When The Smiths split suddenly in '87 after five short years, I was heartbroken. If only they had taken a sabbatical instead instead of splitting. I understand now that Johnny was under enormous pressure, and was still very young. Even this week speculation is growing again that The Smiths will reform. I can't see it myself certainly not with Mike Joyce on drums! Maybe Morrissey and Marr will write together, and maybe perform, but not The Smiths.
I have followed Moz's musical career through highs and lows and I consider his best work to be as great as that of his former band.
Let me offer this anecdote as a footnote.

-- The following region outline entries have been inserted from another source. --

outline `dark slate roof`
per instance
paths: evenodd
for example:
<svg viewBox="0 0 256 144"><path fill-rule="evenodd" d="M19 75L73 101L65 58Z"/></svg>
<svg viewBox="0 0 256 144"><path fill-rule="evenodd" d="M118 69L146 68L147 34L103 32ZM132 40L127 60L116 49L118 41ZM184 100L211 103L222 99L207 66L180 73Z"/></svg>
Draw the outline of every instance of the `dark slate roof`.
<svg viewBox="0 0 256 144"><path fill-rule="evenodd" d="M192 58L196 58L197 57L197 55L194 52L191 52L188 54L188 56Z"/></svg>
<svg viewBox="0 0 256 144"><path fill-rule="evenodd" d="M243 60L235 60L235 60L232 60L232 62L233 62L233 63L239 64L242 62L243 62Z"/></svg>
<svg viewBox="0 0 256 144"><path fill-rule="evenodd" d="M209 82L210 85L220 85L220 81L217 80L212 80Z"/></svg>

Very soon after me and Mandie had started "courting" in 1996, she came down to visit me in glorious Wapping. We went to a local old fashioned boozer called The White Swan and Cuckoo on Wapping Lane. While both standing at the bar, I turned and asked her what she wanted to drink (it was still that early in our relationship). I glanced over her shoulder to behold a familiar face. No, it was not one of the local characters I had become familiar with over recent years, but it was a face I could never mistake. I ushered Mandie to find us a table while I got the drinks in and quickly thought of the appropriate words to say to this man. Drinks in front of me, change safely in my pocket, I approached this crombie wearing, immaculately manicured man. Looking like a 1960's boxing promoter, swigging from a bottle of Pils, with a strange looking older fellow sitting next to him at the bar, he looked to be soaking up the atmosphere of this locals-friendly, ex Dockers pub.
"I am not going to bug you" I began, "but your music has meant so much to me down the years. Thank you. That's all I want to say".
Morrissey, for it was he, held out the same hand I shook 13 years earlier on the main stage at Glastonbury, and gave me a low bow. I shook his hand and floated over to Mandie, who was oblivious.
"Who were you talking to?" Mandie enquires. "Oh that?" I say "That's Morrissey".
Quickly dropping any pretence to this being a normal occurrence in The Cuckoo, I informed Mandie that as long as Morrissey was sitting behind me, I wasn't going to be the most attentive company. He eventually got up and left. We eventually got married.
I'm older now, and I'm a clever swine, but they were the only ones who ever stood by me.